Member of the Ghana Parliament for Assin
- In office 1 October 1969 – 13 January 1972
- Preceded by: Military government

Personal details
- Born: 1927
- Died: 14 September 2005 (aged 78)
- Education: University of Ibadan, University of Dublin, Trinity College
- Occupation: Lawyer

= Isaac Amissah-Aidoo =

Ghanaian politician (1927–2005)

Isaac Amissah-Aidoo (1927 – 14 September 2005) was a Ghanaian lawyer, tribal chief and politician. He was a member of the first parliament of the second Republic of Ghana, representing the Assin constituency under the membership of the progress party (PP).

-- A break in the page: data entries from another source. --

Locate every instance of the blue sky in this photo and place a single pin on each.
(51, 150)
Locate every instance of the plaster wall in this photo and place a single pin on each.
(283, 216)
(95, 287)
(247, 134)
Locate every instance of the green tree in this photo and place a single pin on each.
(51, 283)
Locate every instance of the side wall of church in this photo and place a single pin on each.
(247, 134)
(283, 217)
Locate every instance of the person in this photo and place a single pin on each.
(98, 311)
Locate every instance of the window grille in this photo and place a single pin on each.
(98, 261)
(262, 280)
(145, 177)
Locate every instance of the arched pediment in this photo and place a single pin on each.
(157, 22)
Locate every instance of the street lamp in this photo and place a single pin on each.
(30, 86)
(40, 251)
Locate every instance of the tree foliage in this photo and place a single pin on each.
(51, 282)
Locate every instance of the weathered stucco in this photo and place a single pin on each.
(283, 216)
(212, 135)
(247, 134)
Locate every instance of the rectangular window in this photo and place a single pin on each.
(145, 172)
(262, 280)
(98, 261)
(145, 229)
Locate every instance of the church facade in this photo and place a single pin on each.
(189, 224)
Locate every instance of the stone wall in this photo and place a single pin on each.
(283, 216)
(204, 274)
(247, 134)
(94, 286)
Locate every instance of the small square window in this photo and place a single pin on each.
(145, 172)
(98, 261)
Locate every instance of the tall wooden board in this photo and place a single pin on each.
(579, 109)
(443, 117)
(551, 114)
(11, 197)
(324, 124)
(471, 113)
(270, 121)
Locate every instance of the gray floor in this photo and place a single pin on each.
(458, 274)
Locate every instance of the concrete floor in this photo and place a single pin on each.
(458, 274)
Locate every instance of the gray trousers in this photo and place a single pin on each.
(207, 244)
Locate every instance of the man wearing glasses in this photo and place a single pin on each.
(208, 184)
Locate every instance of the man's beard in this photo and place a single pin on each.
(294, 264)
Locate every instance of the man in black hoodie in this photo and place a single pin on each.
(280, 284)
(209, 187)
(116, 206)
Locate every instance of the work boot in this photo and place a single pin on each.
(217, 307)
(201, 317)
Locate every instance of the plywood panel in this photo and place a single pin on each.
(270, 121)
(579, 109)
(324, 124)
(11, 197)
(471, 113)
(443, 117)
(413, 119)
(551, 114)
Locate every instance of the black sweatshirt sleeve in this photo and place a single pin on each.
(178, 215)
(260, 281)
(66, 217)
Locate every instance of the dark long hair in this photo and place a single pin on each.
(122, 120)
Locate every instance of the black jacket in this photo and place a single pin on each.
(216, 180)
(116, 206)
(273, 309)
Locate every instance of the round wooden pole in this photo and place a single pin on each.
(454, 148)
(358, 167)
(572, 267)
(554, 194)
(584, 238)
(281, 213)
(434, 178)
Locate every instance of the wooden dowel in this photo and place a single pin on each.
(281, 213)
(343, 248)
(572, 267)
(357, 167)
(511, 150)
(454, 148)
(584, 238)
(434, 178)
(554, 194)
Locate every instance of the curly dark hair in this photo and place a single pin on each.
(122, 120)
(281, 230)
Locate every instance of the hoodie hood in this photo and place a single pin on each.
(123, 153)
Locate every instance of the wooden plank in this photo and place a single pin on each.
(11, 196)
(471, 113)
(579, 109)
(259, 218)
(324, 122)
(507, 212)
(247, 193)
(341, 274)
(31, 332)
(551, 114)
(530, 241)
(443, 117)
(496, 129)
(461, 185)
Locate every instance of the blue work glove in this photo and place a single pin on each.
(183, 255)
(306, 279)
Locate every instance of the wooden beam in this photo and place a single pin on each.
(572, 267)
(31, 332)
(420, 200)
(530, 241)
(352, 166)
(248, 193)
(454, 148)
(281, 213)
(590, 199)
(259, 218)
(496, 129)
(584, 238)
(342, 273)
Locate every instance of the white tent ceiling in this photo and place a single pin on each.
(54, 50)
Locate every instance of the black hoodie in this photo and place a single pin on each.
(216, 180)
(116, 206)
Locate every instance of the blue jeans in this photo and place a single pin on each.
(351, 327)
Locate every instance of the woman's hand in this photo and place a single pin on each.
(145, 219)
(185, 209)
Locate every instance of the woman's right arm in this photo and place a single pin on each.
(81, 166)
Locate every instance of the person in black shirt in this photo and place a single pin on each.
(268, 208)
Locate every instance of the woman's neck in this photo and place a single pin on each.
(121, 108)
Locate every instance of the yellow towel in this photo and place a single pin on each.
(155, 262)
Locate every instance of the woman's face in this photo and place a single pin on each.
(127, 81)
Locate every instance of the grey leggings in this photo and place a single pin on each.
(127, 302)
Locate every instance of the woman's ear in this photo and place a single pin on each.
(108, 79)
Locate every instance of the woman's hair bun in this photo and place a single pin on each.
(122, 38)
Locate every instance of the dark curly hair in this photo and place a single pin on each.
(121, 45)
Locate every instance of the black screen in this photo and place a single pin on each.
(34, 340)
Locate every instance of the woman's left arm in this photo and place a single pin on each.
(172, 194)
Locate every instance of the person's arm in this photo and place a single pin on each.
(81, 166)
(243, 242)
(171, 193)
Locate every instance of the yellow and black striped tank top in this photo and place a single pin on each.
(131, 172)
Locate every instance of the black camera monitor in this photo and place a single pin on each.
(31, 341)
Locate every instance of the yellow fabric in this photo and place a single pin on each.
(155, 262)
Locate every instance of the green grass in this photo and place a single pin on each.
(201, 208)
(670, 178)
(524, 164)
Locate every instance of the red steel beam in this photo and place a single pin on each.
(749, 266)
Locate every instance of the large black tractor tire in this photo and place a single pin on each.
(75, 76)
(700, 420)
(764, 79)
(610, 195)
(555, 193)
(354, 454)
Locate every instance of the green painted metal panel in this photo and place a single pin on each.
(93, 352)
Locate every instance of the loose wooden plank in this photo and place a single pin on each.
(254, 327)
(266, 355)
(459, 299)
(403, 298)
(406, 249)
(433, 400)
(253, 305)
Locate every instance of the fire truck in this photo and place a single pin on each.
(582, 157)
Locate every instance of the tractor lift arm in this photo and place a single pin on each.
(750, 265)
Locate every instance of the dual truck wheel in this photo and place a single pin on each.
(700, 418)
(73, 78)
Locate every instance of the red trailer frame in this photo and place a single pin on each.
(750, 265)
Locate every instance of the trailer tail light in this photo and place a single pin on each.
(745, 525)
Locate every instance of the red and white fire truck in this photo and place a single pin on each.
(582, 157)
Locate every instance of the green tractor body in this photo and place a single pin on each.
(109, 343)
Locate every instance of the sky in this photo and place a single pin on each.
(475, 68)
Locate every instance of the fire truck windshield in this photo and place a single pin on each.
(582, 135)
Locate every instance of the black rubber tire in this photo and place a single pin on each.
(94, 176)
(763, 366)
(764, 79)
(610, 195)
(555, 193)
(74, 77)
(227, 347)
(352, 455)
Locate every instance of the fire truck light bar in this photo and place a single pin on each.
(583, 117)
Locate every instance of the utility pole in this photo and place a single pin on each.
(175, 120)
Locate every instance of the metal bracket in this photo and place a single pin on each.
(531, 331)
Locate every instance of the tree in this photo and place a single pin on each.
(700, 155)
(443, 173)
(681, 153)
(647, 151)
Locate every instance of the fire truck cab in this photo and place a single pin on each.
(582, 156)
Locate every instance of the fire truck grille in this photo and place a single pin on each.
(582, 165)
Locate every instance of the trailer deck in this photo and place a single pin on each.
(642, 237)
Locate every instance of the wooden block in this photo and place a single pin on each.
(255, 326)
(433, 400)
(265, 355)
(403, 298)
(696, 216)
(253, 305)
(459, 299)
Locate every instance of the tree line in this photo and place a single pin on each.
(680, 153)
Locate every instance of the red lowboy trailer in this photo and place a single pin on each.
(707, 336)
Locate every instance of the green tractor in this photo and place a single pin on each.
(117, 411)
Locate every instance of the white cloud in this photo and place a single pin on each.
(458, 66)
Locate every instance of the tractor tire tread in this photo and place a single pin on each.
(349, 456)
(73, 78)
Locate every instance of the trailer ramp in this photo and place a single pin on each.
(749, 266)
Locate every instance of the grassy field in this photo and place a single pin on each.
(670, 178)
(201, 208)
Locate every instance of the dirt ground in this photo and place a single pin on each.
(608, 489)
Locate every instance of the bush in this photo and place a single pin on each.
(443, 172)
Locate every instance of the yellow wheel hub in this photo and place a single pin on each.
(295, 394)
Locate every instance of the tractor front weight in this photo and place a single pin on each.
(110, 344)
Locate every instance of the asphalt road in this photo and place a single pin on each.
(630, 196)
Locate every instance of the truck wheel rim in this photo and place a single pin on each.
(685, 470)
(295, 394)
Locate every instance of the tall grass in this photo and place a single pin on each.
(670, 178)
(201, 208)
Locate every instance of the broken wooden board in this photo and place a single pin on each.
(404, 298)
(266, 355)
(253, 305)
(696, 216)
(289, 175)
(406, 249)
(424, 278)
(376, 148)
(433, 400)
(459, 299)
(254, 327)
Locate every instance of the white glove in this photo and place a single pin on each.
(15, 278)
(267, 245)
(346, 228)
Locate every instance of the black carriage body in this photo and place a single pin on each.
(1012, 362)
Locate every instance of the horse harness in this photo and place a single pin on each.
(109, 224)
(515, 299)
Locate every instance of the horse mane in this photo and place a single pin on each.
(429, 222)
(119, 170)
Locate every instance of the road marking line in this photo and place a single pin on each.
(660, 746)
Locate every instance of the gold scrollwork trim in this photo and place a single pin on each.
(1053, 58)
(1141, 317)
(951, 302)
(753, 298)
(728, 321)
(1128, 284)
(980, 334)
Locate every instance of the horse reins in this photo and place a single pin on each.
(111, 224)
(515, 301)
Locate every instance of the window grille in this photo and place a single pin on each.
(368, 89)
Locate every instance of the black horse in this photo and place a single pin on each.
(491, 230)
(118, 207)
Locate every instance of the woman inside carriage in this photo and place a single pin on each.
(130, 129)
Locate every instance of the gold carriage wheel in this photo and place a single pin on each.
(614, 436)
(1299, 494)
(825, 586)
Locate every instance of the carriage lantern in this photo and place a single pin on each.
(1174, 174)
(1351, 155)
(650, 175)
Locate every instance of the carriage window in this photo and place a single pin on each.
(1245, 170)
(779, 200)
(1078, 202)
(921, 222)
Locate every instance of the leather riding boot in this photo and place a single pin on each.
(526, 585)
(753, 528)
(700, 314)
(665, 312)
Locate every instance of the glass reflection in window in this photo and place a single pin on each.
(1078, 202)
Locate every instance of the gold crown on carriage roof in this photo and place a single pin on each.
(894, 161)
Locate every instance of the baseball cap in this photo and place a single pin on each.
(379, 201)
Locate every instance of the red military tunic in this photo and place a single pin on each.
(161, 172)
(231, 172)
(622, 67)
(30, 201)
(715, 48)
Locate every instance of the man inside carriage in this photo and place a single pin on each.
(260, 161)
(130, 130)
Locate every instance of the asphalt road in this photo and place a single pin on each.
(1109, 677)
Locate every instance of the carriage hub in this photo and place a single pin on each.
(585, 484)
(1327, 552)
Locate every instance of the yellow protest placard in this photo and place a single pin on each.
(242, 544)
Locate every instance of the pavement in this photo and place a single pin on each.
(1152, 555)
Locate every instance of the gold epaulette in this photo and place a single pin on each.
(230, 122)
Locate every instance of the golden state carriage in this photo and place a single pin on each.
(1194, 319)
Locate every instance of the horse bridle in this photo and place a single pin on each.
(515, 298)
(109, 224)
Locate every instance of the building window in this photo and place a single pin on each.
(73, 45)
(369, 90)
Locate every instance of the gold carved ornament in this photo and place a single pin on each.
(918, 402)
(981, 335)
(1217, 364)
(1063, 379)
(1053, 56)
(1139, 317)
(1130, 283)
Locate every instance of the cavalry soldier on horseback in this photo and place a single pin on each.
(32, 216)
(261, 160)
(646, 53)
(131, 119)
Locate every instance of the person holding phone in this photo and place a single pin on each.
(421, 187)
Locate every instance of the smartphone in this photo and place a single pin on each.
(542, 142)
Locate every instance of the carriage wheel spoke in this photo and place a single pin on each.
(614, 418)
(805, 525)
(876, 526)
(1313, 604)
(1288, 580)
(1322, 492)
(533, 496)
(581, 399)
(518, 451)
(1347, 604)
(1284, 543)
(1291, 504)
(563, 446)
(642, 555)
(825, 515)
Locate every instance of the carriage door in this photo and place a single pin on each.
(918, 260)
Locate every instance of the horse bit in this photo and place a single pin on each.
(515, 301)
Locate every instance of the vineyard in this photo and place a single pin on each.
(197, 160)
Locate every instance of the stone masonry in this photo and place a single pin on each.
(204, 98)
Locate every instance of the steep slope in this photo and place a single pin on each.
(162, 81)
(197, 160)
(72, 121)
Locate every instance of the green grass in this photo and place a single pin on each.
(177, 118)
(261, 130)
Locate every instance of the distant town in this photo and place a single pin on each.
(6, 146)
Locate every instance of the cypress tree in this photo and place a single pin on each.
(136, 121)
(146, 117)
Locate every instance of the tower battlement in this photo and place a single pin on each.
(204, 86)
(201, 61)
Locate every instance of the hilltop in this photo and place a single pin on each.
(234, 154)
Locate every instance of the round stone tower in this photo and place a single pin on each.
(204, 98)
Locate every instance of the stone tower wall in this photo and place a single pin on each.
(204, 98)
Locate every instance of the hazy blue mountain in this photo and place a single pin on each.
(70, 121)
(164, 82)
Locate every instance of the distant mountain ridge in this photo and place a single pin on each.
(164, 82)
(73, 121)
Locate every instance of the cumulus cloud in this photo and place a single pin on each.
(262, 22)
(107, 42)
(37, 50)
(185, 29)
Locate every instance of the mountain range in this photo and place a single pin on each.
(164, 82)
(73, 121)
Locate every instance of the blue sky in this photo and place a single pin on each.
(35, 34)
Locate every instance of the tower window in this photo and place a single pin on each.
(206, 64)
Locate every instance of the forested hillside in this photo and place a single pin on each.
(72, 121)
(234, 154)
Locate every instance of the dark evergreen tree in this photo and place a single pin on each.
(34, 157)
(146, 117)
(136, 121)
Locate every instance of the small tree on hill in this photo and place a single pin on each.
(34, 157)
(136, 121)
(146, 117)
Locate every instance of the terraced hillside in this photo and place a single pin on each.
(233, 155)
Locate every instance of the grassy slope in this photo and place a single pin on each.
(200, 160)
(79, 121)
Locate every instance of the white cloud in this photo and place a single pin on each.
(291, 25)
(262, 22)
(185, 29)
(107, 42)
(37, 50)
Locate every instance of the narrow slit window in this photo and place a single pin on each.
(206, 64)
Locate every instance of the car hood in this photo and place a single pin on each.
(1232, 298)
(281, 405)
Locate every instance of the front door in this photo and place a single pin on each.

== Early life and education ==
Isaac Amissah-Aidoo was born in 1927. He was an alumnus of the University of Ibadan where he received his Bachelor of Arts degree in law. He also attended Trinity College Dublin where he obtained another Bachelor of Arts degree in law and later obtained his Masters of Arts degree in law. He worked as a lawyer before going into Parliament.

== Politics ==
Amissah-Aidoo began his political career in 1969 when he became the parliamentary candidate for the Progress Party (PP) to represent the Assin constituency in the Central Region of Ghana prior to the commencement of the 1969 Ghanaian parliamentary election.

On 1 October 1969, Amissah-Aidoo was sworn in to the First Parliament of the Second Republic of Ghana, after being pronounced the winner of the 1969 Ghanaian election held on 26 August 1969.

Amissah-Aidoo was the Deputy Speaker of the National Assembly in 1969.

== Personal life and death ==
Isaac Amissah-Aidoo was a Christian. He died on 14 September 2005, at the age of 78.